その瞬間、壁の奥から、微かに違う音が響く。

それは、ただの風や空気の振動ではなく、古代文字が刻まれた書物から漏れる“囁き”のようだった。

ミナは杖を軽く振り、音を共鳴させる。

瓶の光が震え、音が迷路のように廊下を巡る――古代魔術の反応だ。


「これは……古代詠唱の残響」

彼女は小さく息を呑む。

“言葉”ではなく、“音”として残る魔術――声を持たない彼女だからこそ、微細な震えも聞き取れるのだ。


「君の力なら、解読できるかもしれない」

ルクスの言葉に、ミナは軽く頷く。

手元の文字盤に指を走らせ、音符のように文字を書き、杖で叩く――音が文字を通じ、壁や床の古代魔術と共鳴する。


突然、廊下の奥で金属音が弾ける。

ルクスは即座に剣を抜き、ミナの前に立った。

「音が示す場所は……この扉の向こうか」


扉を開けると、そこには封印された古い書庫があった。

埃と古紙の匂いが混ざり合い、長い年月の静寂が漂う。

棚には色褪せた書物が並び、中央にはひときわ大きな魔法書が置かれていた。


ミナは静かに杖を差し、音錬を施す。

微かな光と音が魔法書に触れると、中の文字が淡く光り、囁きが明瞭になった。

それは古代の魔術――「ある夜明けに語る」という謎の詠唱の一部だった。


「……これが、学者たちの手掛かりか」

ルクスは目を見開き、書物を慎重に覗き込む。


ミナは微かに笑む。

声はない。

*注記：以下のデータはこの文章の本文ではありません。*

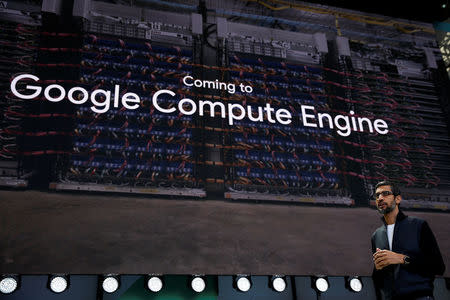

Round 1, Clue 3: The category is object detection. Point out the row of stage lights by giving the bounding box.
[0,275,363,294]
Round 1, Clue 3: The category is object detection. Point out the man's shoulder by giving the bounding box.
[402,216,426,225]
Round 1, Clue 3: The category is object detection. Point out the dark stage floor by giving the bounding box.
[0,191,450,276]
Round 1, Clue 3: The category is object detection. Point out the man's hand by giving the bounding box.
[373,248,405,270]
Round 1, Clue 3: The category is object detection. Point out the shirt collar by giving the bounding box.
[381,207,407,225]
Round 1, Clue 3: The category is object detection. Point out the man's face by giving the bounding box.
[375,185,400,215]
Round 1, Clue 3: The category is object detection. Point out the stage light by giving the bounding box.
[348,277,362,293]
[102,275,119,294]
[49,276,69,294]
[314,277,328,293]
[147,276,163,293]
[272,276,286,293]
[0,276,19,294]
[191,276,206,293]
[236,275,252,293]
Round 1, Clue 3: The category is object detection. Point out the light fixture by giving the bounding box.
[0,275,19,294]
[102,275,119,294]
[272,275,286,293]
[147,276,163,293]
[49,275,69,294]
[236,275,252,293]
[314,276,329,293]
[191,276,206,293]
[347,276,362,293]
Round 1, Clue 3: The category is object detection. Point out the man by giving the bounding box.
[372,181,445,300]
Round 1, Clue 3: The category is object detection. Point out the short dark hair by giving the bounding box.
[375,180,401,197]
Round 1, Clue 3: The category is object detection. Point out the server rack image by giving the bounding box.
[0,0,450,300]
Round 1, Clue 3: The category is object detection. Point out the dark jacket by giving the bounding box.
[372,211,445,299]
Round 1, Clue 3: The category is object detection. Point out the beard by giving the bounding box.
[377,201,397,215]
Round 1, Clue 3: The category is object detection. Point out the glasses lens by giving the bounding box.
[375,191,394,199]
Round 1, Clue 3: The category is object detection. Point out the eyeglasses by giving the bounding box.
[373,191,394,200]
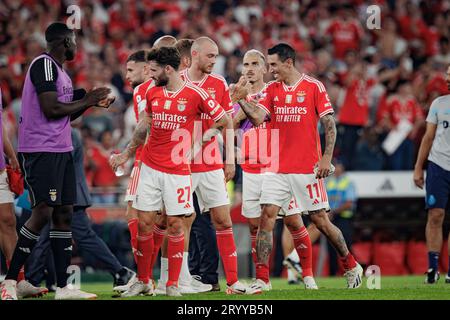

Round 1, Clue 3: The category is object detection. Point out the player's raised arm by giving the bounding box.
[38,87,111,119]
[231,77,266,126]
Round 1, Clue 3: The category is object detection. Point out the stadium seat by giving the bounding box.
[406,241,428,274]
[373,241,408,276]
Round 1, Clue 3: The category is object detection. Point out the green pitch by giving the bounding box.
[36,275,450,300]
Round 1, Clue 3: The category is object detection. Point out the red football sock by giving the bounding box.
[6,260,25,282]
[250,233,269,283]
[340,252,356,271]
[136,232,153,283]
[216,228,238,285]
[128,218,139,264]
[250,232,258,266]
[151,224,166,278]
[166,233,184,287]
[291,226,313,277]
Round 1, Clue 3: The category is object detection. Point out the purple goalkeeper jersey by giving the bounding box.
[0,88,6,170]
[18,53,73,153]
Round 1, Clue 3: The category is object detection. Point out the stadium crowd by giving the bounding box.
[0,0,450,198]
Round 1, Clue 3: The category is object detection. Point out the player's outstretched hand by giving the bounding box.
[230,77,249,103]
[96,96,116,109]
[413,169,425,189]
[313,157,335,179]
[224,163,236,182]
[109,152,129,172]
[84,87,111,106]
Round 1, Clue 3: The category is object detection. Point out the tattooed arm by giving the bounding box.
[316,114,336,179]
[109,115,152,171]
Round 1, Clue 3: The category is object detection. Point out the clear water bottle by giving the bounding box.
[114,166,125,177]
[110,154,125,177]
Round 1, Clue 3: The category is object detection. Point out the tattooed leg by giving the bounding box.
[256,205,280,264]
[309,209,349,257]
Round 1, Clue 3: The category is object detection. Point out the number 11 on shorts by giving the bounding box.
[306,183,320,199]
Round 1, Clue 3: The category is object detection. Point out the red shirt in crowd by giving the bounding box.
[327,20,364,59]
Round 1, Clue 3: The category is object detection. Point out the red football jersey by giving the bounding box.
[181,69,234,172]
[133,79,155,161]
[259,74,334,174]
[141,82,225,175]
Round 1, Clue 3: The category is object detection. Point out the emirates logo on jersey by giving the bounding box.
[297,91,306,103]
[207,88,216,99]
[177,98,187,112]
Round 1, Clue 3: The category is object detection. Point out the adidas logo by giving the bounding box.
[19,247,31,253]
[378,179,394,192]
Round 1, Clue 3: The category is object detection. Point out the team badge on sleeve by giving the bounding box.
[177,99,187,112]
[48,189,56,201]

だが、音と魔術を通じて、確かに世界とつながる感覚がある――。

「私の声は失われても、この音で、真実に触れられる」

心の中で呟くと、杖が温かく光り、書庫全体に微かな共鳴音が広がった。


ルクスはそっとミナの肩に手を置く。

「君がいてくれて、よかった……」


ミナは顔を赤くし、文字で答える。

『……ありがとう』


沈黙の少女と少年騎士。

二人だけの静かな瞬間――それでも、世界は動き始めていた。

古代魔術の秘密、失踪事件の真相――そのすべてが、まだ夜明け前の闇に潜んでいるのだった。